Oleh karena itu, perjanjian ekstradisi yang sudah ditandatangani oleh kedua
belah negara menjadi tidak maksimal apabila dihadapkan pada penerapan hukum di
Singapura ini.[4]
Dalam suatu kebiasaan internasional, suatu ekstradisi sangat mungkin
untuk ditolak. Dasar kuat menolak ekstradisi adalah bila permintaan ekstradisi
(diduga) bertujuan mengadili berdasarkan pertimbangan ras, agama, politik, atau
etnis.[5]
Indonesia mempunyai sejarah panjang dan kelam dalam diskriminasi berdasarkan
ras dan minoritas agama. Baik Islam dan non-Islam.[6]
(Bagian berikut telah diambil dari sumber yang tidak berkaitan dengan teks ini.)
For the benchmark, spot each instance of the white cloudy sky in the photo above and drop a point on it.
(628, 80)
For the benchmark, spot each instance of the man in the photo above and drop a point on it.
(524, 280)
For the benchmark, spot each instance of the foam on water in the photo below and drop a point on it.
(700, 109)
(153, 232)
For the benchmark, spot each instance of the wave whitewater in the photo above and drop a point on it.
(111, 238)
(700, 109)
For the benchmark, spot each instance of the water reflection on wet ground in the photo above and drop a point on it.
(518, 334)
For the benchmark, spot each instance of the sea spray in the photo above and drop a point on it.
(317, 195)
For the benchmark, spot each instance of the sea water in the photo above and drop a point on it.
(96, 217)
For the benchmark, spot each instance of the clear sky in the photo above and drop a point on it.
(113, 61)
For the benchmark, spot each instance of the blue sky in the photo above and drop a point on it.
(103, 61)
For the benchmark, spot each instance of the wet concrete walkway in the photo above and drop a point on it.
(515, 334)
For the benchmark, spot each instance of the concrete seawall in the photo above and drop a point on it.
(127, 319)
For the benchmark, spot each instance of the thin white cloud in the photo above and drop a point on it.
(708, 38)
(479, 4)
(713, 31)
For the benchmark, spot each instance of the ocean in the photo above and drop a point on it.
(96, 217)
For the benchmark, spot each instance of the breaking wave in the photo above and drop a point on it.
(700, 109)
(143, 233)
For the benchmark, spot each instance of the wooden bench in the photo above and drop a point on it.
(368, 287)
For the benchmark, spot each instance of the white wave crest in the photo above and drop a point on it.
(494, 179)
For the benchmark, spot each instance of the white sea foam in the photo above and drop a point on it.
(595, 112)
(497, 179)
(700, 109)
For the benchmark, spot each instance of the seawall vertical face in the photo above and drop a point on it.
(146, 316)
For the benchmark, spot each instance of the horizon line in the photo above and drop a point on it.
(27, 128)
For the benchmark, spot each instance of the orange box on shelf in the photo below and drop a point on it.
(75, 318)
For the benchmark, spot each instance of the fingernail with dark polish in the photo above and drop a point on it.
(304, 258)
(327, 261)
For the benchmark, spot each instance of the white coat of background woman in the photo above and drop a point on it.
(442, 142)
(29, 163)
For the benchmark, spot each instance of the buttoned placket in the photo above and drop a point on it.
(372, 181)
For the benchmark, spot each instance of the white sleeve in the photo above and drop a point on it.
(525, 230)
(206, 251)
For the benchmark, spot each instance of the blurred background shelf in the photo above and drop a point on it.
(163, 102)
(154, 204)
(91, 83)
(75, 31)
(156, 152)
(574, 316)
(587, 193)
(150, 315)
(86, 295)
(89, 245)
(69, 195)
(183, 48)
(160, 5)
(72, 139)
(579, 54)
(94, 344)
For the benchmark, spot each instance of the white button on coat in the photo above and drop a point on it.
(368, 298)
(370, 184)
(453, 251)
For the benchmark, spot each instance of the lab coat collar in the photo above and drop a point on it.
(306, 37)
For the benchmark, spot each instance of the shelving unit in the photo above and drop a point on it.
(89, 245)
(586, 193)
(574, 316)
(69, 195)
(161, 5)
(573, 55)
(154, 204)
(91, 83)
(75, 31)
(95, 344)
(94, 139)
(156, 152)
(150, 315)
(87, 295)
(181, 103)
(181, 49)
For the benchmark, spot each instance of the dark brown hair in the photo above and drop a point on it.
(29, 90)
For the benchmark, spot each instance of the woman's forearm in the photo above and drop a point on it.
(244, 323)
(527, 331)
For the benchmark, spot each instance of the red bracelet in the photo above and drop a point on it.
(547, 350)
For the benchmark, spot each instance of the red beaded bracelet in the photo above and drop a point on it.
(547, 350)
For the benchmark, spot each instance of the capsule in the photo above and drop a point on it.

Yang menjadi masalah adalah apabila mengacu pada sistem hukum yang berlaku
di Singapura, di mana hanya pengadilan yang berwenang menentukan suatu
ekstradisi dan pemerintah menjadi lepas tangan terhadap hal ini. Pemerintah
Indonesia akan benar-benar tidak memperoleh keuntungan apapun dari perjanjian
ekstradisi ini.
Bagi para pengacara Singapura yang pintar dan selevel dengan
pengacara-pengacara dunia seperti wall street lawyer, dan memiliki ketahanbantingan
yang tinggi, diadu dengan para pemburu harta koruptor dan pengacara kita, dan
melihat lebih jauh bahwa tidak ada kepedulian pemerintah Indonesia atau putusan
pengadilan nasional yang secara signifikan menyatakan adanya uang haram
tersebut; tersedia banyak alasan yang dapat diajukan kepada hakim untuk menolak
ekstradisi. Dengan aset yang begitu besarnya, para koruptor Indonesia tentu
saja dapat dengan mudah mempekerjakan pengacara-pengacara handal yang dimiliki
Singapura.
Kasus Sipadan-Ligitan melawan Malaysia saja (yang sudah menyewa banyak
pengacara asing ketimbang pengacara lokal) kita kalah dan telak, lalu bagaimana
nanti dengan imbas pertarungan hukum di arena internasional akibat ekstradisi
ini?
Kembali mengacu kepada fakta bahwa alasan paling kuat untuk menolak
ekstradisi adalah langkanya kepercayaan dunia pada birokrasi penegak hukum
Indonesia yang bisa dibeli, sistem hukum yang terlalu formalistis, dan praktek
peradilan yang korup dibarengi dengan tumbuh suburnya mafia peradilan.